Caching LLM responses keyed by the semantic meaning of the query, not just exact text match. If someone asks 'how do payments work?' and the cache has an answer for 'explain the payment flow', the system checks cosine similarity between the query embeddings. Above 0.95 similarity, the cached answer is returned without calling the LLM. Saves cost and latency for repetitive question patterns.

Query Expansion (HyDE)

Hypothetical Document Embeddings, a technique where the LLM generates a hypothetical answer to the query before searching. The system then embeds this hypothetical answer and searches for real documents similar to it. This bridges the vocabulary gap between how people ask questions and how documents are written. Adds 200-400ms latency (one LLM call) but can improve recall by 5-15%.

Matryoshka Embeddings

Named after Russian nesting dolls, these are embeddings designed to work at multiple dimension sizes. The full embedding might be 3072 numbers, but truncating to 1024 numbers still captures most of the meaning (less than 2% quality loss). This saves 66% on storage. text-embedding-3-large supports this natively.
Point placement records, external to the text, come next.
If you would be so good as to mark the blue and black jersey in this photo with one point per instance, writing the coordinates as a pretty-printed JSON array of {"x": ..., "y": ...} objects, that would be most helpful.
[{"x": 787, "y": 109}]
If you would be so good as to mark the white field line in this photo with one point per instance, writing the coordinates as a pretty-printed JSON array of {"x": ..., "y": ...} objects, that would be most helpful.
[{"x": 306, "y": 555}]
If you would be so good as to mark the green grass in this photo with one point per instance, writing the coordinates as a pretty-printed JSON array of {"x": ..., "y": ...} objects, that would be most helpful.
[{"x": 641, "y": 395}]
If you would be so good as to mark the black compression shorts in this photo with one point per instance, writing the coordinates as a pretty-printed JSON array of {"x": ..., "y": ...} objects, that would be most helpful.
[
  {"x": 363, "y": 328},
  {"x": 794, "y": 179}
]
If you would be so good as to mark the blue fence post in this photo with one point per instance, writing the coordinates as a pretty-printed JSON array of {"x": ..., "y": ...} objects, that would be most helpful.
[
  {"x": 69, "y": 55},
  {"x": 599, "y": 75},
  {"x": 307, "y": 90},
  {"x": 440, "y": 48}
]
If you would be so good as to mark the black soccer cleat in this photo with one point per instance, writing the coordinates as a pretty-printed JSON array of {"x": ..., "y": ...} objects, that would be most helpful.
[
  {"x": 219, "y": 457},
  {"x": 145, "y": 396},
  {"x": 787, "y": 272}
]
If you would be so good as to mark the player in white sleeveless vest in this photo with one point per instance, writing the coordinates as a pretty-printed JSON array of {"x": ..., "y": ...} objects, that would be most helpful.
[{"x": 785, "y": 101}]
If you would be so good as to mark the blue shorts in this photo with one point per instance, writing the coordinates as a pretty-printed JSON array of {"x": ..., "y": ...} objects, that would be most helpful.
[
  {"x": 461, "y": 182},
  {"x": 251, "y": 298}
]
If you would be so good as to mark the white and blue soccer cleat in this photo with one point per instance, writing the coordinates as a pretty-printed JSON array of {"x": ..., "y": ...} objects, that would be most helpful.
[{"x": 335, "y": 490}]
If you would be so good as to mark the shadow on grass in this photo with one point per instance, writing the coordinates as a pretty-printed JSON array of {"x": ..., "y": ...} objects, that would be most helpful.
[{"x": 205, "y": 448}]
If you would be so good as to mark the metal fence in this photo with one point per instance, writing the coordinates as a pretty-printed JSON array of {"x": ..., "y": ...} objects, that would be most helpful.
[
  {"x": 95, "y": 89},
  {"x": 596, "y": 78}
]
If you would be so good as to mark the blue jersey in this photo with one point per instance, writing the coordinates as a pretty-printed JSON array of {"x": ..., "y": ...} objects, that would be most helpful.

Evaluation Metrics (RAGAS)

A framework for measuring RAG quality with four key metrics. Faithfulness: is the answer grounded in the retrieved chunks? Answer relevance: does it address the question? Context relevance: are the retrieved chunks actually relevant? Context recall: did retrieval find all the needed information? Target above 0.80 for each. Without these metrics, RAG quality degrades silently over time.

Vector Storage Math

How to calculate how much disk space a vector database needs. Formula: chunks x dimensions x bytes_per_value + 30% HNSW overhead. Example: 10M chunks x 1024 dimensions x 1 byte (int8 quantization) = 10 GB for vectors, plus 3 GB for the HNSW graph, plus metadata. The math scales linearly with chunk count.